Datasets. We evaluate proposed models on four datasets. Attribute Pascal and Yahoo (APY) contains 15339 images, 64 attributes and 32 classes. The 20 classes from Pascal VOC are used for training and 12 classes collected from Yahoo! are used for testing. Animals with Attributes (AWA1) contains 30475 images from 50 classes. Each class is annotated with 85 attributes. The zero-shot learning split of AWA1 is 40 classes for training and 10 classes for testing. The Animal with Attributes 2 (AWA2) proposed by [5] is the updated and open source version of AWA1. It has the same number of classes, attributes and train/test split with AWA1. Flower102 (FLO) [11] contains 8189 images from 102 classes.

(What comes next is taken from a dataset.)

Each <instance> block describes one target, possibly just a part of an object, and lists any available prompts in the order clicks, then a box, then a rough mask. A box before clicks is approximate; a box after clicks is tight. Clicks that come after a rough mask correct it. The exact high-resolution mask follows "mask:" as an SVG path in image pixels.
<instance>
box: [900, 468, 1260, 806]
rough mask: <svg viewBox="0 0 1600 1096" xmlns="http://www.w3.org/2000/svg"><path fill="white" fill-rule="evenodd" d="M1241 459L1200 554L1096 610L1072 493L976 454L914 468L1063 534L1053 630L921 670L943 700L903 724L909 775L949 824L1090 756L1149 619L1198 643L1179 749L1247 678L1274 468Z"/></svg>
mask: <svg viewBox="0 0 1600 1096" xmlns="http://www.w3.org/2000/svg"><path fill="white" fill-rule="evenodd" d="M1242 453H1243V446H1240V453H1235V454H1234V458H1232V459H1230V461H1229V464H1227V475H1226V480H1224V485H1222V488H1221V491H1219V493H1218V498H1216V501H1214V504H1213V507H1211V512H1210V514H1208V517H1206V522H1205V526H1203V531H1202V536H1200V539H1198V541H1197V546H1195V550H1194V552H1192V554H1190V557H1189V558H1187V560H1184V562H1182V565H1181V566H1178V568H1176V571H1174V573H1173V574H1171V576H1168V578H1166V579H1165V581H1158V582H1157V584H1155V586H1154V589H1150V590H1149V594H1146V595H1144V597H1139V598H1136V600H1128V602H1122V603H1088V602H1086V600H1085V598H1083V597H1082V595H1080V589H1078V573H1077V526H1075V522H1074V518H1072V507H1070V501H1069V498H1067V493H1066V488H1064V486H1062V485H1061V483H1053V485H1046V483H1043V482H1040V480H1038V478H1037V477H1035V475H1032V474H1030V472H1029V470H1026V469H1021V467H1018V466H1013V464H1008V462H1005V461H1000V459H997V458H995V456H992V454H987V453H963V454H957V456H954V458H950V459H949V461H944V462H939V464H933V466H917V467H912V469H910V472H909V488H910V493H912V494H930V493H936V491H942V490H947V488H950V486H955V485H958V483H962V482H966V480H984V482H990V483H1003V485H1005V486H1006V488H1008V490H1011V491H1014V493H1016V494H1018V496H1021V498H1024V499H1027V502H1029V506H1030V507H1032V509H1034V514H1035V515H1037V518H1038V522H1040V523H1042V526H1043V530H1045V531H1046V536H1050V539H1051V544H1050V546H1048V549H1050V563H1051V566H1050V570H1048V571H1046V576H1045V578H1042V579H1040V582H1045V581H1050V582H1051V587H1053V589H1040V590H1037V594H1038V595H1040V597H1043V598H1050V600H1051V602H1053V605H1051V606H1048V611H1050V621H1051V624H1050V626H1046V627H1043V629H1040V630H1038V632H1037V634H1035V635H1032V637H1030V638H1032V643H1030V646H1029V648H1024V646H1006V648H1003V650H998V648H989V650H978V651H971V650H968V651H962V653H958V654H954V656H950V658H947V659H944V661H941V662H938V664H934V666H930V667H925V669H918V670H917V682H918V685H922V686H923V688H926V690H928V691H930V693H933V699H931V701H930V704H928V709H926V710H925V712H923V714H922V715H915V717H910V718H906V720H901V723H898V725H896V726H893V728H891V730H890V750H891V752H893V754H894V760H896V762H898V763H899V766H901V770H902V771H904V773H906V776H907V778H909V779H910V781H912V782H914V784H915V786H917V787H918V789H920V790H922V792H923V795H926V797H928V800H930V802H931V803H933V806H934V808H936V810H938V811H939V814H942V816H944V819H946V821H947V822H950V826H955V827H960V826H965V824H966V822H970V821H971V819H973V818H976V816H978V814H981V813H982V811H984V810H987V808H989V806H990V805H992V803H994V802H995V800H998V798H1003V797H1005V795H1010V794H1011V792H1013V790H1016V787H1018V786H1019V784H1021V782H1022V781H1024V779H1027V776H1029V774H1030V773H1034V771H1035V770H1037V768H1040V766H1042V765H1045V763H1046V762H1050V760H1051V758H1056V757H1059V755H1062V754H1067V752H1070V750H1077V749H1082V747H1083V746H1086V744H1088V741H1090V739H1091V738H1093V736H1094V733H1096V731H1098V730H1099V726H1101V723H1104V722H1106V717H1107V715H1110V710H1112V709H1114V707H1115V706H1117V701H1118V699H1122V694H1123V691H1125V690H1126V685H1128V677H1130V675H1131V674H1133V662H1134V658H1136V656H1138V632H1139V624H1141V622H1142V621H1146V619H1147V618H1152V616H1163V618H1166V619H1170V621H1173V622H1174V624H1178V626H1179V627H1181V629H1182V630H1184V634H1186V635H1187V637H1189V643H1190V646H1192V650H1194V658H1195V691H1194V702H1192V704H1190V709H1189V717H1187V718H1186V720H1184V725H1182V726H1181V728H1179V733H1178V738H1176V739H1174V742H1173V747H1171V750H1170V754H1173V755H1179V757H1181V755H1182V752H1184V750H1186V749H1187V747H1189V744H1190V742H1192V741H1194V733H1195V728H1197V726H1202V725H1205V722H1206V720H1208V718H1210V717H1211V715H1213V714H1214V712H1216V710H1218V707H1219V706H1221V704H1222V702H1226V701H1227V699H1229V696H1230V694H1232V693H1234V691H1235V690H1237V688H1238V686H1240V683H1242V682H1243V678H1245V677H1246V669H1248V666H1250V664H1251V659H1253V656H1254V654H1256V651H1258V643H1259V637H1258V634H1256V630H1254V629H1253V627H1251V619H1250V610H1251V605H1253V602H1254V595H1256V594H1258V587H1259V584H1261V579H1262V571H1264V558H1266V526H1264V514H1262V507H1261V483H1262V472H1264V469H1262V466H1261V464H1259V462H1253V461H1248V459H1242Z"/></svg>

An evaluation paper [5] proposes a novel zero-shot learning splits to eliminate the overlap between the classes in zero-shot datasets and ImageNet [5], and evaluates most popular zero-shot learning methods. In this paper, we follow the new splits to make a fair comparison to other state-of-the-art methods.

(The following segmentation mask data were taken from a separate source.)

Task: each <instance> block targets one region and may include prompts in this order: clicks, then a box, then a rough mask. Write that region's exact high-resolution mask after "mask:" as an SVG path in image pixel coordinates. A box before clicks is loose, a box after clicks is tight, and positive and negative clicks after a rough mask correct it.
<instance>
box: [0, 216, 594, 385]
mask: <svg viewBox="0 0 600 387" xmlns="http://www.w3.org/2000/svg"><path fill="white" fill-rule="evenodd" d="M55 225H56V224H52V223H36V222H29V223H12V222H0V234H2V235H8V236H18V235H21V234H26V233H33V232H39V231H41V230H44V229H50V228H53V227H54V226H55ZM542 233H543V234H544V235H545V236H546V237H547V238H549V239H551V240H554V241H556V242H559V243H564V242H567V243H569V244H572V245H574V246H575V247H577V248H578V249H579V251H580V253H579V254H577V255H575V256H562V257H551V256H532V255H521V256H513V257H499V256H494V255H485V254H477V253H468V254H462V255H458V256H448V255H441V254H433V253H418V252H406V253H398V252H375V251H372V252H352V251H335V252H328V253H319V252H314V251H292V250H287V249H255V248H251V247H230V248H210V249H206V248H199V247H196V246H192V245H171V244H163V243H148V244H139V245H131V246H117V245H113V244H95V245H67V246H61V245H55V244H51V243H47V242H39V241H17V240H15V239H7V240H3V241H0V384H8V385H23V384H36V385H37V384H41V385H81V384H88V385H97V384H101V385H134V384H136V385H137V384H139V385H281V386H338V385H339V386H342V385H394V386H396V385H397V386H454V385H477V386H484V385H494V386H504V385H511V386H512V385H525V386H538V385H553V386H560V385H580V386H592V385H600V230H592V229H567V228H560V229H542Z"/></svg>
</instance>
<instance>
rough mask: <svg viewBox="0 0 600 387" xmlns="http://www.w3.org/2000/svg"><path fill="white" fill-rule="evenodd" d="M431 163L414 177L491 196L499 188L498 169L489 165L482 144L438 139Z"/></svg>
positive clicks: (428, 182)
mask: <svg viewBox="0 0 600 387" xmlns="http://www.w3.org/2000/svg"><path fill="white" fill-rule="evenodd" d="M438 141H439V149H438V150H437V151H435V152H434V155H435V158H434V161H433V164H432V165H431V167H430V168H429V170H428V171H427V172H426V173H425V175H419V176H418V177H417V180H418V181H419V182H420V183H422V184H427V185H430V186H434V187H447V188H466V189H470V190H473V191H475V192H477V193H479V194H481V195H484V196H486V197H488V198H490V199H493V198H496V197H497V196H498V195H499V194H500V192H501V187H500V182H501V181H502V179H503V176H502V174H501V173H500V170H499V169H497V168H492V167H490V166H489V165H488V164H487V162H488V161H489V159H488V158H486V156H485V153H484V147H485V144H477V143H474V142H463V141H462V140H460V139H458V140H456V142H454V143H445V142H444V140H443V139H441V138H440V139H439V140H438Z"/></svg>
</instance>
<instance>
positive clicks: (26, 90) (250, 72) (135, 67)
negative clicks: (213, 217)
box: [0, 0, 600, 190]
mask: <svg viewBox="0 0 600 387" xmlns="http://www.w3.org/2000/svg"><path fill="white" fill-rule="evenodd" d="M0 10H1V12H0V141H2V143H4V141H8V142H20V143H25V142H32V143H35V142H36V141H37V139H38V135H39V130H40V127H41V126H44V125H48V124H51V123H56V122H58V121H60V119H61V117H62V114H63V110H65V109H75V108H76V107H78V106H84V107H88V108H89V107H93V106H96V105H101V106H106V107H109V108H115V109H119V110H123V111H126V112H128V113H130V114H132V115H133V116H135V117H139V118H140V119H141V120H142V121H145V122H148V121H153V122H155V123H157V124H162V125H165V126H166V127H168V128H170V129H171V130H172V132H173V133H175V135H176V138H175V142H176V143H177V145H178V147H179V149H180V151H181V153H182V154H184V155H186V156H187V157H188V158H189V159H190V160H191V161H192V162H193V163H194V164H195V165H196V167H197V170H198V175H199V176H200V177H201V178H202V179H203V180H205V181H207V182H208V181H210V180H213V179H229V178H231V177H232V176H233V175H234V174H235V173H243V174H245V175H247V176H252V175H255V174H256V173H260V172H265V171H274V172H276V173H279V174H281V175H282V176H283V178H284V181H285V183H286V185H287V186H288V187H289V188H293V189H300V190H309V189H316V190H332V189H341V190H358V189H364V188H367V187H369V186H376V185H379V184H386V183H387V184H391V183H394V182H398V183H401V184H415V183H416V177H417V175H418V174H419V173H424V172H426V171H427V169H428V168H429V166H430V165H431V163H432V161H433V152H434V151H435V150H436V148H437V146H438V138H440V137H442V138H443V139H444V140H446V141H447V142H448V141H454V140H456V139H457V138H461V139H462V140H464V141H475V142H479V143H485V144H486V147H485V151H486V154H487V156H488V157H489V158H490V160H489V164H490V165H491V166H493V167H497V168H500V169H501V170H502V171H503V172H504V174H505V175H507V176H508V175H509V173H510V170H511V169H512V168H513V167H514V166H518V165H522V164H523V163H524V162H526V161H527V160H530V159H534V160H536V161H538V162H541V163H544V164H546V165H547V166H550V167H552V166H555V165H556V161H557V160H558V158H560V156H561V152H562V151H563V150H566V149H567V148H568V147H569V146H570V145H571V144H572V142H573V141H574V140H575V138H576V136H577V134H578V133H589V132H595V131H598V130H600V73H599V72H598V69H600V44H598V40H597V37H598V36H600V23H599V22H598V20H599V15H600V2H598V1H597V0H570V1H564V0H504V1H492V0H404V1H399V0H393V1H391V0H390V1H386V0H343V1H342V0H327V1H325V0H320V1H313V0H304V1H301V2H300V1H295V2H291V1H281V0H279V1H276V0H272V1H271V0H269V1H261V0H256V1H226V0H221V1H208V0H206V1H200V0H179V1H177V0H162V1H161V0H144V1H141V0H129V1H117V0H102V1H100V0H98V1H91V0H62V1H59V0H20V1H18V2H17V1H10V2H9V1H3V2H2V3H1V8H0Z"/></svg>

Parameters. We perform the mean extraction and standard deviation normalization on both original and auxiliary datapoints to train \(M_{sel}\) to alleviate the imbalance between two distributions. For \(M_s\) and \(M_u\), we simply use the original data provided in paper [5] without any preprocessing. Our models use classifiers with the SoftmaxLog objective. We use the Adam solver with mini-batches of size 60, the parameters of Adam are set to \(\beta 1 = 0.9\) and \(\beta 2 = 0.99\). We run the solver for 50 epochs. The learning rate is set to \(1e\!-\!4\). The parameters used by ModelSel-2Way and ModelSel-3Way are chosen via cross-validation.

Protocols. For training, all models are trained at once as the training process is the same for each model. To perform testing, we follow the generalized zero-shot learning protocols in [5]. There are two testing splits for seen and unseen classes, respectively. We evaluate the two testing splits, and collect two per-class mean top-1 accuracies \(Acc_S\) and \(Acc_U\) as suggested by [5]. We report the harmonic mean over the two results as the final score:

$$\begin{aligned} H = 2\frac{Acc_S\cdot Acc_U}{Acc_S + Acc_U}. \end{aligned}$$
(9)

4.2 Evaluations

Figure 5 shows how the classification accuracy varies w.r.t. \(\sigma \) of ModelSel-2Way-SA. It can be seen that the soft assignment score obtained by passing SVM scores via the Sigmoid function helps improve the performance of our model.

Fig. 5.
figure 5

The influence of \(\sigma \) on the classification accuracy.

Table 1 shows that our models obtain state-of-the-art results on AWA1, AWA2, FLO and APY datasets. Compared to f-CLSWGAN, our ModelSel-3Way achieves a \(2.8\%\) higher accuracy on AWA1, \(3.6\%\) on AWA2 and \(0.8\%\) on FLO. The biggest improvement for ModelSel-2Way-SA is observed on APY, where the accuracy increased from \(20.5\%\) of ZSKL [7] to \(42.3\%\). The above evaluations illustrate that our models can combine predictions on seen and auxiliary datapoints better than current state-of-the-art approaches.

Table 1. Evaluations on generalized zero-shot learning

5 Conclusions

In this paper, we have presented three approaches to the model selection, which introduce a novel way of leveraging generated datapoints on generalized zero-shot learning task. Different from [1], our models use original and generated datapoints to train a selector function which distinguishes between classifiers for seen and unseen training datapoints. Evaluations on our ModelSel variants achieve state-of-the-art results on four publicly available datasets.